The velocity of Jered Weaver's fastball is down, to 84-85 mph, and his earned run average is up, all the way to 5.83 after he allowed six runs and six hits, including two homers, in seven innings of a 6-2 loss to the Oakland Athletics on Tuesday night.
But manager Mike Scioscia remains confident that the veteran right-hander, who is 0-3 and has opened the season with five winless starts for the first time in his career, will return to his usually reliable and effective self.
"I think if he was throwing the ball as well as he could and hitting spots and had everything going and was getting hit, we'd be a little more concerned," Scioscia said. "But you can still see the up side with Jered.

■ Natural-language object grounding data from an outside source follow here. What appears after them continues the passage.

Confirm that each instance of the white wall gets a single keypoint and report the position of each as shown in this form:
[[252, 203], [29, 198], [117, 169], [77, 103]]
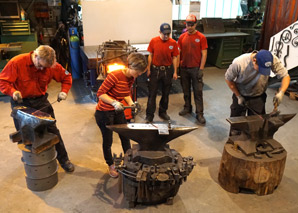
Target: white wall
[[284, 45], [134, 20]]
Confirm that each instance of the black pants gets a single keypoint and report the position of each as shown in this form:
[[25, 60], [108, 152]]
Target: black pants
[[194, 77], [257, 104], [45, 106], [104, 118], [163, 77]]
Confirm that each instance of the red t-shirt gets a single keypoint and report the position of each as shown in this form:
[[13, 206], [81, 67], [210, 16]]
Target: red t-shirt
[[190, 46], [163, 51], [117, 86], [21, 74]]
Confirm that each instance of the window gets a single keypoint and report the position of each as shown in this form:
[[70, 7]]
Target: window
[[208, 9]]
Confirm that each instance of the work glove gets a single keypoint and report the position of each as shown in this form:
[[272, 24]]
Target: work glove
[[117, 105], [17, 96], [241, 100], [61, 96], [278, 97]]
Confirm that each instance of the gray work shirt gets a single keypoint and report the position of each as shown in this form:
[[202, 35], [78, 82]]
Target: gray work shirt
[[248, 80]]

This guy just knows his way through a game. He knows what he's doing. He will figure this out."
Weaver gave up five of his six runs in the first inning, when, with the bases loaded, he hung a first-pitch breaking ball to Josh Reddick, who lined a two-run single to right field, and grooved a first-pitch fastball to Brett Lawrie, who crushed a three-run homer to left.
Then Weaver retired 12 straight and 15 of 16 batters before Reddick hit a solo homer to right with two out in the sixth for a 6-2 Oakland lead.
"I didn't do anything different [after the first inning], to tell you the truth," Weaver said. "There was just one blow-up inning. They got a five-spot. And that was the game."
Scioscia said he was encouraged by Weaver's final six innings, in which he allowed just two hits.
"One thing about Jered, he's not going to quit out there," Scioscia said. "He kept pitching. He's shown that when his command is there and he's hitting spots, he's effective. A couple pitches got away from him in the first, and they were hit. ... After the first, he mixed and matched the way he can, but the damage was done."